O’Reilly’s rambunctious, enigmatic life began in May 1854 in Waterbury, Connecticut. Both his parents were Irish immigrants, and he was the oldest of five children. At an early age, he – like so many other Waterbury residents of that era – began working in the brass industry (Waterbury is nicknamed “The Brass City”).
The electric tattooing machine was officially patented on 8 December 1891 by a New York tattoo artist named Samuel O’Reilly. But even O’Reilly would be the first to admit that his invention was really an adaptation of a machine invented by Thomas Edison—the Autographic Printing Pen. O’Reilly witnessed a demonstration of the electric pen, a sort of writing drill that Edison had built to allow documents to be etched into stencils and then copied. The electric pen was a failure. The tattooing machine was an unqualified, worldwide smash.
O’Reilly’s tattoo machine worked by using a hollow needle filled with permanent ink.

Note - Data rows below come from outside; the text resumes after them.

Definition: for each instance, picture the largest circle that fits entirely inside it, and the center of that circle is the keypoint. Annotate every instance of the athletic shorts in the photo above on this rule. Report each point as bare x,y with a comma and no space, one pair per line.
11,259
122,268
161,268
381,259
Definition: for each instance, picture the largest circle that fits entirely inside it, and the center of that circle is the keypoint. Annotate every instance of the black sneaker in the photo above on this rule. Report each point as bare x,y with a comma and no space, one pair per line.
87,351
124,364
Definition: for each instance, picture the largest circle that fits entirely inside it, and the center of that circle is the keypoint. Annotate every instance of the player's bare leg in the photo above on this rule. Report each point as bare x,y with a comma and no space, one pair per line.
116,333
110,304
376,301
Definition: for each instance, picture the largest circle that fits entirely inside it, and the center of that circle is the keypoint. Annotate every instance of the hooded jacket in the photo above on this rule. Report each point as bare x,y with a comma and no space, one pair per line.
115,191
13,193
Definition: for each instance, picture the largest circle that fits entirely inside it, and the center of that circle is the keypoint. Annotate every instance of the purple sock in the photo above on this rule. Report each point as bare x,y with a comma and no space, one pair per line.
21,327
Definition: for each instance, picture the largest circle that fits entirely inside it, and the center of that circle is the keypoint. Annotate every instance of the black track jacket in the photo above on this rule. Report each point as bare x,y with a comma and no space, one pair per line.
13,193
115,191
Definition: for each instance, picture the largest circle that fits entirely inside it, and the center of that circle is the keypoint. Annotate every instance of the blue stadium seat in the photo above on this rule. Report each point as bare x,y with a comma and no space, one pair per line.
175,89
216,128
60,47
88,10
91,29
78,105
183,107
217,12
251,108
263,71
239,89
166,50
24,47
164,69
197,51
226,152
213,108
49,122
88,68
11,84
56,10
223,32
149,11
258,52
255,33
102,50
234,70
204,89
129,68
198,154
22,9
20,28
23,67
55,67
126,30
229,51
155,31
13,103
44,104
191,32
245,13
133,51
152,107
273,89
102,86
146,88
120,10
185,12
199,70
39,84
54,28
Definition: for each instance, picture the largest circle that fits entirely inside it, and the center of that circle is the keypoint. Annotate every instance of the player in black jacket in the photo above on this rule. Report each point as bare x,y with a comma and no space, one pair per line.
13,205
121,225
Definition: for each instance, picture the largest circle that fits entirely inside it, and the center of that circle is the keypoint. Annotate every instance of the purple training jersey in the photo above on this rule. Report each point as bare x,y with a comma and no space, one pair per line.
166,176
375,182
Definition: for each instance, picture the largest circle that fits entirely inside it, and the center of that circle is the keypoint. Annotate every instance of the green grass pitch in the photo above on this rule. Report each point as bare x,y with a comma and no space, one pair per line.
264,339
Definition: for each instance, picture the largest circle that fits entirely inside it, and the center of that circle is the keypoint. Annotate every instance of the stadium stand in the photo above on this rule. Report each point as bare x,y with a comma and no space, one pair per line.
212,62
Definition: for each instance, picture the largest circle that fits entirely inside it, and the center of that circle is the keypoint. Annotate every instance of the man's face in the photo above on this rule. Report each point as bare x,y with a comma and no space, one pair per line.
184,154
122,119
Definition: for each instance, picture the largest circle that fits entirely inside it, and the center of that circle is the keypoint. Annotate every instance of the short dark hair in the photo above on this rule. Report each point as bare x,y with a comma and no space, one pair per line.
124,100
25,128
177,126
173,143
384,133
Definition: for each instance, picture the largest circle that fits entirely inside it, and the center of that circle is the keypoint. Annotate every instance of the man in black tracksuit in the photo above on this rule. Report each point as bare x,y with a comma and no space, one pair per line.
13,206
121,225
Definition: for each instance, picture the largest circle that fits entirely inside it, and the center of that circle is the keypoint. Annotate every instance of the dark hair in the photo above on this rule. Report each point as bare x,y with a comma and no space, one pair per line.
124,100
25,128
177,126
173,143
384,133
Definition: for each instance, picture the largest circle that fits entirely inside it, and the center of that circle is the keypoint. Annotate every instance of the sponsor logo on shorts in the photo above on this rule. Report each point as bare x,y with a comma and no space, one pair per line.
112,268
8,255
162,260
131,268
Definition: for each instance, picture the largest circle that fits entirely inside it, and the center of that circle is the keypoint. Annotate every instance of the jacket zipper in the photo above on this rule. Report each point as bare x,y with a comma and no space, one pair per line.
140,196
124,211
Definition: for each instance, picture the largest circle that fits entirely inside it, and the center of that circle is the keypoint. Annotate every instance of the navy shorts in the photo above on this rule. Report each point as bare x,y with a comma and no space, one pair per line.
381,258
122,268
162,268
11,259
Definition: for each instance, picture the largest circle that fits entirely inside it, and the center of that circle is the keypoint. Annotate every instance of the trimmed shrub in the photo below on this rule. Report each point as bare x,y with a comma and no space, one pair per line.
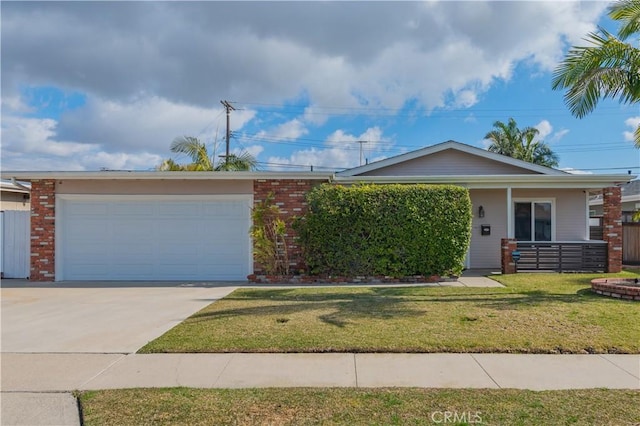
386,230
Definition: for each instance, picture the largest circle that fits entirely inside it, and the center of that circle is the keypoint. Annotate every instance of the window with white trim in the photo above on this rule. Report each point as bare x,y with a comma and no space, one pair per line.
533,220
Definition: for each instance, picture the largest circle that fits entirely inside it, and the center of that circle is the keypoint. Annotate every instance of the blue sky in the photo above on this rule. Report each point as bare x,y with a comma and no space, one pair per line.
87,86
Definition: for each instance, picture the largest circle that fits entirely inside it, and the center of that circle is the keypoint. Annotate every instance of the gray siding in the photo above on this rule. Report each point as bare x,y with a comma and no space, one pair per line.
485,249
571,211
449,163
570,219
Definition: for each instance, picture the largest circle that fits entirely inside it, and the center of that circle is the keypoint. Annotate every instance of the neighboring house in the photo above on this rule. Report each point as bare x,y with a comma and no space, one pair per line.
113,225
14,229
630,202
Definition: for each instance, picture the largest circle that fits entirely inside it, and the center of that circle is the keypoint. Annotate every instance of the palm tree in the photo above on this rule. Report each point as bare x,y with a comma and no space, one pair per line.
609,68
507,139
201,160
504,138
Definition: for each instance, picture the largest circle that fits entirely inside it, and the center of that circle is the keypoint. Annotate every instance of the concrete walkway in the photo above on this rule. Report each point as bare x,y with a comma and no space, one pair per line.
36,387
39,371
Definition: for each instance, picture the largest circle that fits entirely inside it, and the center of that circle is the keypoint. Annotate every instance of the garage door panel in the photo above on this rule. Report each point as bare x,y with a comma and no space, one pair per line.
155,239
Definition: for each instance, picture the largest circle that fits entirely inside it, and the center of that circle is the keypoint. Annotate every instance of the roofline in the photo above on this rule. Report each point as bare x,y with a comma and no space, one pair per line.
623,199
500,181
448,145
14,190
162,175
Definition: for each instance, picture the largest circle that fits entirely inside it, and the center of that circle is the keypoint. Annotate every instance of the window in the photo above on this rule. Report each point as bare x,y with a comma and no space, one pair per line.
533,220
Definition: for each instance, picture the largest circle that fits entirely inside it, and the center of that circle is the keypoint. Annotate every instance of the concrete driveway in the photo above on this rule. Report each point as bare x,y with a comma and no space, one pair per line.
97,317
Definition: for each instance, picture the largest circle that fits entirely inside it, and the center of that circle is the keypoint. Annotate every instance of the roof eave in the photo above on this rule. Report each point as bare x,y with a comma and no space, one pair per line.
472,150
162,175
500,181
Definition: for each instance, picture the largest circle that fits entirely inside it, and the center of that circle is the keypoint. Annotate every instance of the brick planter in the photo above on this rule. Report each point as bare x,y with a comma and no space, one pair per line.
621,288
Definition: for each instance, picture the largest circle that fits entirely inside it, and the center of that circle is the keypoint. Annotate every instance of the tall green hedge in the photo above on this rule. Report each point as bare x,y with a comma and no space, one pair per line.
390,230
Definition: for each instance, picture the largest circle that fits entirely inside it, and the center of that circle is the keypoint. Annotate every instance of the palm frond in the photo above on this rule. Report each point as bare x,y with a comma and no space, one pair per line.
241,162
606,69
195,149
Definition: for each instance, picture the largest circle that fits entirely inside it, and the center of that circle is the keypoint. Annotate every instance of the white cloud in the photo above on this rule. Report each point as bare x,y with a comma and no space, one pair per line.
633,123
559,135
342,151
545,128
289,130
547,134
32,144
152,71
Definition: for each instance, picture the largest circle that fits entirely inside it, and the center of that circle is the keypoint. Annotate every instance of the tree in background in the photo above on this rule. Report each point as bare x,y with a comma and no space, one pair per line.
201,160
608,68
507,139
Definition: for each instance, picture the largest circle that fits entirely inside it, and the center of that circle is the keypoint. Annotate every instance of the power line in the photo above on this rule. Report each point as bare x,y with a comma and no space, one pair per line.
228,107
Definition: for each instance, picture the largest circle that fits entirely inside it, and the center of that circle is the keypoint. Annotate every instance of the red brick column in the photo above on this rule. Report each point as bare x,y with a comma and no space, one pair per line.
612,227
508,245
289,196
43,221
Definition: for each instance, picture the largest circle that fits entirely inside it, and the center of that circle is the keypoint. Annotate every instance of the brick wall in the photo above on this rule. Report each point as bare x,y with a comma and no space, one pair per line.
43,220
507,246
289,196
612,227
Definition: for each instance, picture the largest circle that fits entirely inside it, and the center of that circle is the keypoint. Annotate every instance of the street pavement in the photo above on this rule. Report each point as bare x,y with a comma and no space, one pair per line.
58,338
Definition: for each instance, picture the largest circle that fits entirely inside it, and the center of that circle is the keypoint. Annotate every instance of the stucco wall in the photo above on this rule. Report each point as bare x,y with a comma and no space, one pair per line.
155,187
449,163
14,201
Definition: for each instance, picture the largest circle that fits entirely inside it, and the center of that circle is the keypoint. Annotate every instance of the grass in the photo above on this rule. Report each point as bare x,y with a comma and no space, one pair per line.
359,406
534,313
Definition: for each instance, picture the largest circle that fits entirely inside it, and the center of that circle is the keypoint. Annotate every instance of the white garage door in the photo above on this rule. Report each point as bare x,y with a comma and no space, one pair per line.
153,238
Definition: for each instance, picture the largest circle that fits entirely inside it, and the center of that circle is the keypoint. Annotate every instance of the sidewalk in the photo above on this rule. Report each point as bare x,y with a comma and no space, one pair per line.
36,387
68,372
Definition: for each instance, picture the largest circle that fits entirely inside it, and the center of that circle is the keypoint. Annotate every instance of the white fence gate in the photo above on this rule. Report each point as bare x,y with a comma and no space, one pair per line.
14,243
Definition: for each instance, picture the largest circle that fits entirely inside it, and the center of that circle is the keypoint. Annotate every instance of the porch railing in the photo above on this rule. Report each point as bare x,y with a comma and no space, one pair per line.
587,256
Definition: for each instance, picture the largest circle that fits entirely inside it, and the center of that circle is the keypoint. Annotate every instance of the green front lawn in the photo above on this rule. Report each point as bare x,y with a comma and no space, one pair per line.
181,406
535,313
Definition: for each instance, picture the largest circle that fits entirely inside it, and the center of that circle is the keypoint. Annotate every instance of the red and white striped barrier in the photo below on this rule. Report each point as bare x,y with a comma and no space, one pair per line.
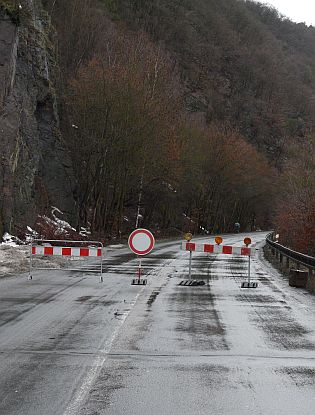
66,251
216,249
83,249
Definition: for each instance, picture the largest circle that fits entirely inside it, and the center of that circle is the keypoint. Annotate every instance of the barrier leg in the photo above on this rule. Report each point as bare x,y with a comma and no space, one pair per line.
101,275
30,277
190,261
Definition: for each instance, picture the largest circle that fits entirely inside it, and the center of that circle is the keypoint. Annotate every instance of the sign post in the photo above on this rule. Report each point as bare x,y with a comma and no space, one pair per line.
141,242
188,237
248,284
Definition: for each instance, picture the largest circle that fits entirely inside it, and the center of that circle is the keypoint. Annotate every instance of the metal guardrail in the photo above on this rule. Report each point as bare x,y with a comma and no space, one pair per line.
302,259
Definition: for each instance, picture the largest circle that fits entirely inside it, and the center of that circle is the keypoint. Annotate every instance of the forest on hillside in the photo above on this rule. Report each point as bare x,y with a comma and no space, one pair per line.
200,111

An electric motor powered the needle in and out of the skin at a rate of up to 50 punctures per second. The tattoo needle inserted a small drop of ink below the surface of the skin each time. The original machine patent allowed for different sized needles deliver varying amounts of ink, a very design-focused consideration.
Before O’Reilly’s innovation, tattoos—the word comes from the Tahitian word “tatu” which means “to mark something”—were much harder to make. Tattoo artists worked by hand, perforating the skin perhaps three times a second as they installed their designs. O’Reilly’s machine with its 50 perforations per second was an enormous improvement in efficiency.
Further enhancements and refinements to the tattoo machine have been made and the modern tattooing device is now capable of delivering 3,000 punctures per minute.